Überprüfen Sie vor dem Einsatz, ob alle Teile intakt sind und ob Kabel, Stecker und Schalter keine Beschädigungen aufweisen. Ein defektes Kabel kann schnell zu einem Stromschlag oder Kurzschluss führen.
Tragen Sie die richtige Schutzausrüstung
Auch kleine Projekte erfordern Schutz. Die wichtigste persönliche Schutzausrüstung in der Garage umfasst:
- Schutzbrille – schützt vor Funken, Staub und umherfliegenden Partikeln.
- Gehörschutz – Geräte wie Kreissägen oder Bohrmaschinen können das Gehör dauerhaft schädigen.
- Handschuhe – wählen Sie je nach Aufgabe passende Handschuhe; bei manchen Arbeiten ist Fingerspitzengefühl entscheidend.
- Atemschutzmaske – besonders wichtig beim Schleifen, Lackieren oder Arbeiten mit Holzstaub.
- Sicherheitsschuhe – bieten Halt und schützen die Füße vor herabfallenden Gegenständen.
Bewahren Sie Ihre Schutzausrüstung griffbereit auf, damit Sie sie nicht „nur dieses eine Mal“ weglassen.
Ordnung und gute Beleuchtung
Eine unaufgeräumte Garage ist ein Unfallrisiko. Herumliegende Kabel, Werkzeuge oder Materialien können Stolperfallen sein, und schlechte Beleuchtung erschwert präzises Arbeiten. Achten Sie darauf:
- dass der Arbeitsbereich frei und übersichtlich ist,
- dass Kabel nicht quer über den Boden verlaufen,
- dass ausreichend Licht vorhanden ist – idealerweise Deckenbeleuchtung und eine Arbeitslampe.
Ein aufgeräumter Arbeitsplatz sorgt nicht nur für Sicherheit, sondern auch für mehr Effizienz.
Verwenden Sie das Werkzeug richtig
Elektrowerkzeuge sollten ausschließlich für den vorgesehenen Zweck genutzt werden.

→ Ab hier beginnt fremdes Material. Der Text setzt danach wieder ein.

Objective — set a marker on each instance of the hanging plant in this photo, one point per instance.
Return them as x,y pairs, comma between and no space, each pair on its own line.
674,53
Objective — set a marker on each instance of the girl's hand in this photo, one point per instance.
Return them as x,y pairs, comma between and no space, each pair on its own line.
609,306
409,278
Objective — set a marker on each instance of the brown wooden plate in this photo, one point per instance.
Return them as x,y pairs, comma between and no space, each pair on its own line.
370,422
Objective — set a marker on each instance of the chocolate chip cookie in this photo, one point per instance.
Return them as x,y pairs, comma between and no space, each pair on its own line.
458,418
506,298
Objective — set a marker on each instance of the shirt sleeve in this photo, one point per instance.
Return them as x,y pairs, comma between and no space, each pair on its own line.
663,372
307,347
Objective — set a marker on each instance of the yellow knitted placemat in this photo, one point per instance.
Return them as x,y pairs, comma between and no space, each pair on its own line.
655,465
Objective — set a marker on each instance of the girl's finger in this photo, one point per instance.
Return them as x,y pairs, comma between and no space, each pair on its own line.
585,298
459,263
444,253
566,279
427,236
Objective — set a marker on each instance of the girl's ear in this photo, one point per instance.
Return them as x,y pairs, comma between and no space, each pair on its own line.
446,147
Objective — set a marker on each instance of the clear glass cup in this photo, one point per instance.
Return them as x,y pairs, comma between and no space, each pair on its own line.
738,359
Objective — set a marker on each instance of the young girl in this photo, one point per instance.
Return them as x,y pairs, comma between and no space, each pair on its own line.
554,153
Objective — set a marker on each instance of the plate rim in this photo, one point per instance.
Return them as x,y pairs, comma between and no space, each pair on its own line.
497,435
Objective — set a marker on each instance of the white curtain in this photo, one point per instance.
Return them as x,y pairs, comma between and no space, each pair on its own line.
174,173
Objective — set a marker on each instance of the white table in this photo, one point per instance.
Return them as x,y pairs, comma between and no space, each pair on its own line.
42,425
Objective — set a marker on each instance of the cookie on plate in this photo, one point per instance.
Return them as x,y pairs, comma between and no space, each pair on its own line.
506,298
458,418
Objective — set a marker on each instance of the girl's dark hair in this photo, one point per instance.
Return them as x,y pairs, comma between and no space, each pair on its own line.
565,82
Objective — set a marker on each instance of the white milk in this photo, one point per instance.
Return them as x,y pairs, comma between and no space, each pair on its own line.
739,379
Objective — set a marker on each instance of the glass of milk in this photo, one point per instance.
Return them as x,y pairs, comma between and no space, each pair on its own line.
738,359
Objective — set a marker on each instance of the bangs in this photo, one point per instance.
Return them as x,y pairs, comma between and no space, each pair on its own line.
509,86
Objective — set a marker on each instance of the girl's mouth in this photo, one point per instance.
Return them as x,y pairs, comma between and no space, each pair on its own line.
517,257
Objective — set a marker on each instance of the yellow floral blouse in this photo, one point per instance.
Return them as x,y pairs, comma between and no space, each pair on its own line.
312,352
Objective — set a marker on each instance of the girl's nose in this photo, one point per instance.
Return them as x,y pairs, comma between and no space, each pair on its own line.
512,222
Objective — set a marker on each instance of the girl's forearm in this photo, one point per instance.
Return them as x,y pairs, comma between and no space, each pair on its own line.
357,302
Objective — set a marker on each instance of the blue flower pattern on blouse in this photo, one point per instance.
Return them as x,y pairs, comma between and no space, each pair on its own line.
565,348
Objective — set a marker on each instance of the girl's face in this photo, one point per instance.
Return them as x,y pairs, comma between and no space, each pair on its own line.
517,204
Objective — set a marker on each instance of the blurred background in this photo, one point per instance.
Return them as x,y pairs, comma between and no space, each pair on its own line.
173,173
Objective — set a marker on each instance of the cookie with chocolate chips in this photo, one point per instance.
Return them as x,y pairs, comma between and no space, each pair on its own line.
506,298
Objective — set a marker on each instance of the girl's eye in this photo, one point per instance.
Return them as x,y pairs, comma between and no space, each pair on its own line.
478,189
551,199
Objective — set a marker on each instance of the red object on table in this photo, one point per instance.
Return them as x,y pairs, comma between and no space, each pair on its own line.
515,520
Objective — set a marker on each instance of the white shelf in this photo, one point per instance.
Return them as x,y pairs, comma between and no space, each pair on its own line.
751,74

Verwenden Sie keine Bohrmaschine als Schraubendreher oder eine Winkelschleifer-Scheibe für Holz. Solche Improvisationen erhöhen die Unfallgefahr erheblich.
Halten Sie das Werkzeug stets mit beiden Händen fest und fixieren Sie das Werkstück mit Schraubzwingen oder einer Werkbank – niemals mit den Händen.
Vorsicht bei Strom und Feuchtigkeit
Elektrizität und Feuchtigkeit sind eine gefährliche Kombination. Nutzen Sie Elektrowerkzeuge nur in trockener Umgebung und achten Sie darauf, dass Steckdosen und Verlängerungskabel für Werkstattgebrauch geeignet sind. Eine Fehlerstrom-Schutzeinrichtung (FI-Schalter) bietet zusätzlichen Schutz, indem sie den Strom bei einem Fehler sofort abschaltet.
Ziehen Sie nach der Arbeit immer den Stecker – nicht nur den Schalter betätigen. So vermeiden Sie ein unbeabsichtigtes Einschalten.
Regelmäßige Wartung
Gut gewartete Werkzeuge sind sichere Werkzeuge. Stumpfe Sägeblätter, abgenutzte Bohrer oder lose Schrauben erhöhen das Risiko, dass das Gerät blockiert oder abrutscht. Reinigen Sie Ihre Werkzeuge nach jedem Gebrauch und lagern Sie sie trocken.
Überprüfen Sie regelmäßig bewegliche Teile und schmieren Sie sie bei Bedarf. Bei Defekten sollten Sie das Gerät von einer Fachkraft reparieren lassen oder ersetzen.
Pausen und Konzentration
Müdigkeit und Hektik sind häufige Unfallursachen. Wenn die Konzentration nachlässt, steigt das Risiko für Fehler. Machen Sie regelmäßig Pausen und beenden Sie die Arbeit, wenn Sie erschöpft sind. Alkohol und Elektrowerkzeuge passen grundsätzlich nicht zusammen – auch nicht in kleinen Mengen.
Sicherheit als Routine
Sicherheit entsteht durch Gewohnheit. Machen Sie es sich zur festen Regel:
- Werkzeuge vor Gebrauch zu prüfen,
- Schutzausrüstung anzulegen,
- den Arbeitsplatz nach der Arbeit aufzuräumen.
Wenn Sicherheit zur Selbstverständlichkeit wird, sinkt das Unfallrisiko erheblich – und Sie können Ihre Projekte in der Garage mit einem guten Gefühl angehen.